Certo ci sono condizioni e condizioni, ma come ci insegna la pubblicità, la comunicazione può essere calibrata a prova di stupido, al punto da permettere la massima comprensione in tempi record. Ovvio nell’ambito di marketing si riduce tutto a slogan per vendere lo shampoo all’argilla radioattiva, ma questo è marketing. Nella comunicazione in generale è fondamentale capire a che pubblico ci si sta rivolgendo e che cosa vogliamo che il pubblico capisca dalle nostre parole.
Per esempio, il mio scopo nel blog è stimolare riflessione, ergo non potrò fare slogan riduttivi. Infatti non pubblico più nulla di complesso in facebook, perché ritengo che una parola buttata senza argomentazione sia solo uno spreco di tempo e un modo come un altro per avere reazioni a livello viscerale, scatenando botta e risposta violenti, possibilmente con un pubblico che fa il tifo.
Non è il mio modo di essere. Davvero ci ho provato per anni a comunicare all’interno della mia pagina. Poi ho capito che era meglio aprire una pagina web.
Ed oggi sono qui. Scatenerò mai la farina giusta?
Stessa risposta sull’esistenza: eh non lo so!
Allora la mia reazione è sempre la stessa, calibro il tiro, capisco meglio come fare e vado avanti.

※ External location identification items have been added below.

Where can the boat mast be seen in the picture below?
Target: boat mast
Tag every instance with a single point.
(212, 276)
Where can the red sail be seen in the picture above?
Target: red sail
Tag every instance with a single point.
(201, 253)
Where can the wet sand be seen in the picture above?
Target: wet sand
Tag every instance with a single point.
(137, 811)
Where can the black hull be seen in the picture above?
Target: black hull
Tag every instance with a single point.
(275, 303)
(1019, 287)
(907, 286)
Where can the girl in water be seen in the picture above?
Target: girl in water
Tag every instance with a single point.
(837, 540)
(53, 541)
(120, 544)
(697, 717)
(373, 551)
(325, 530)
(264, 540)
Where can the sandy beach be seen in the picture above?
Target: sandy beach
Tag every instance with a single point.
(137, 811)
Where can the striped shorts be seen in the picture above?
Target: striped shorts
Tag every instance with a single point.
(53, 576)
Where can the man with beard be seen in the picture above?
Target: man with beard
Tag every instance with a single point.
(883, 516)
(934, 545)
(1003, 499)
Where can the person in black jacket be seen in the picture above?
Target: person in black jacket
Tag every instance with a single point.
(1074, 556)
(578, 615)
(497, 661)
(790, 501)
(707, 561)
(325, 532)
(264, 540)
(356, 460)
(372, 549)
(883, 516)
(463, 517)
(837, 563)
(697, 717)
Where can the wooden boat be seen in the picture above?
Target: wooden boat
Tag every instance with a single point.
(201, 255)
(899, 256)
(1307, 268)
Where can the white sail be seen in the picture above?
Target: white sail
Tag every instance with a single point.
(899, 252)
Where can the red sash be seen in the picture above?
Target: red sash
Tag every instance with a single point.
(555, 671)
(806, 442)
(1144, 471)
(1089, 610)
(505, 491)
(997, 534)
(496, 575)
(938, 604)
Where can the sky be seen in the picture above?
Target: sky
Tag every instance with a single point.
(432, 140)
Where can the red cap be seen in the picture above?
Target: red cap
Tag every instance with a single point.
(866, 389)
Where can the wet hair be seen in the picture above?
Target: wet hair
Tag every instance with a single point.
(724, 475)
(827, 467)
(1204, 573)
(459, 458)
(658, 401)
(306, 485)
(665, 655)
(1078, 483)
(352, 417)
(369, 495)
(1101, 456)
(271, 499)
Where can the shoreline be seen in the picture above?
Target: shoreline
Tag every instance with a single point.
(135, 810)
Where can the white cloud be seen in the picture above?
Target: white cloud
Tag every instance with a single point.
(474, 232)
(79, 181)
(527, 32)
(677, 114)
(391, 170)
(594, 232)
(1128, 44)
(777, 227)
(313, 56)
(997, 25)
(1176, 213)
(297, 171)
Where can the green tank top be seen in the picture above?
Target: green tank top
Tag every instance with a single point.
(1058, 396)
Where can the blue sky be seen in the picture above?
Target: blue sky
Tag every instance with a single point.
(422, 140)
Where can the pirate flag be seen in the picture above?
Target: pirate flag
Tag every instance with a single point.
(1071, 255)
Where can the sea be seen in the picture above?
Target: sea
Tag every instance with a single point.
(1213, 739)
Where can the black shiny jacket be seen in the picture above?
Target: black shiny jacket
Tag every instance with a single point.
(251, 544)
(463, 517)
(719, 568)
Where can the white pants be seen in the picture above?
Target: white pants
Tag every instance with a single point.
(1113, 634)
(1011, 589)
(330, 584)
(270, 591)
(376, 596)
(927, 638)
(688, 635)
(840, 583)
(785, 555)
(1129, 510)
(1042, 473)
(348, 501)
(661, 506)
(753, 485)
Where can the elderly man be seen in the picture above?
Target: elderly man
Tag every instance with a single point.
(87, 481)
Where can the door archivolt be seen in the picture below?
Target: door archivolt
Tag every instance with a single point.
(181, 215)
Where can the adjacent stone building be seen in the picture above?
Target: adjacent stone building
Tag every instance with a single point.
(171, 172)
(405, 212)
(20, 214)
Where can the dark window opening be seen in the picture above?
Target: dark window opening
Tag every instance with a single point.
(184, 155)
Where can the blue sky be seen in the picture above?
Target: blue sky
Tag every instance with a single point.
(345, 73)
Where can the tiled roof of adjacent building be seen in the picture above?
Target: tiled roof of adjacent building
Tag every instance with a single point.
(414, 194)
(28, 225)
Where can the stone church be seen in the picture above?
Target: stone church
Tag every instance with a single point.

Non è facile per me come non lo è per nessuno.
Tutti abbiamo un obiettivo nella vita, più o meno complesso.
Ma la vita ha un obiettivo?
Sarebbe da chiederlo alla vita, ma temo che mi risponderebbe con qualche reazione chimica, un po’ di puzza di acido solforico e una equazione matematica.
E cosa sono una reazione chimica o una equazione matematica se non delle trasformazioni?
La vita, credo abbia lo stesso obiettivo di ogni essere vivente: lasciare un segno del proprio passaggio in più forme diverse.
Ognuno di noi vuole farsi riconoscere, chi in un modo chi nell’altro.
Hitler faceva così, lo faccio io, lo fate voi, solo che tutti abbiamo strumenti, mezzi e modi diversi per farlo.
Ma il risultato finale è che facciamo tutti la stessa cosa: compiamo azioni.
Forse dobbiamo preservare la nostra forma umana per poter far vincere questo piccolo pianeta in mezzo al freddo e immenso universo, per qualcosa che nemmeno sappiamo di dover affrontare.
Sta di fatto che ognuno di noi vuole il suo posto nel mondo.
Non ha senso lasciare un segno, eppure lo facciamo lo stesso.
Non mi accontenterò mai della semplice risposta in cui diciamo che “ vogliamo lasciare un segno ”.
un segno a chi? Per cosa?
A che serve lasciare un segno?
E di nuovo.
Non lo so.
Vedete come succede la cosa?
Più cerchiamo di dare un significato alle cose e più il mistero s’infittisce.
Non ha senso cercare significati profondi, eppure lo facciamo ogni giorno di più. Intere schiere di filosofi ci hanno ragionato sopra, e l’unica cosa che è cambiata nel frattempo è che non si usano più tavolette di cera su cui incidere con un cuneo, ma tablet e smartphone.
Forse ha bisogno di rimanere un mistero e noi cocciutamente vi correremo incontro, nella speranza di poter essere un po’ più complessi e lasciare segni ancora più maestosi del nostro passaggio.
State sereni. Questo circolo vizioso finirà solo quando l’universo stesso smetterà di esistere, e allora tutto questo magico nulla tornerà da dove è venuto: ombre e polvere.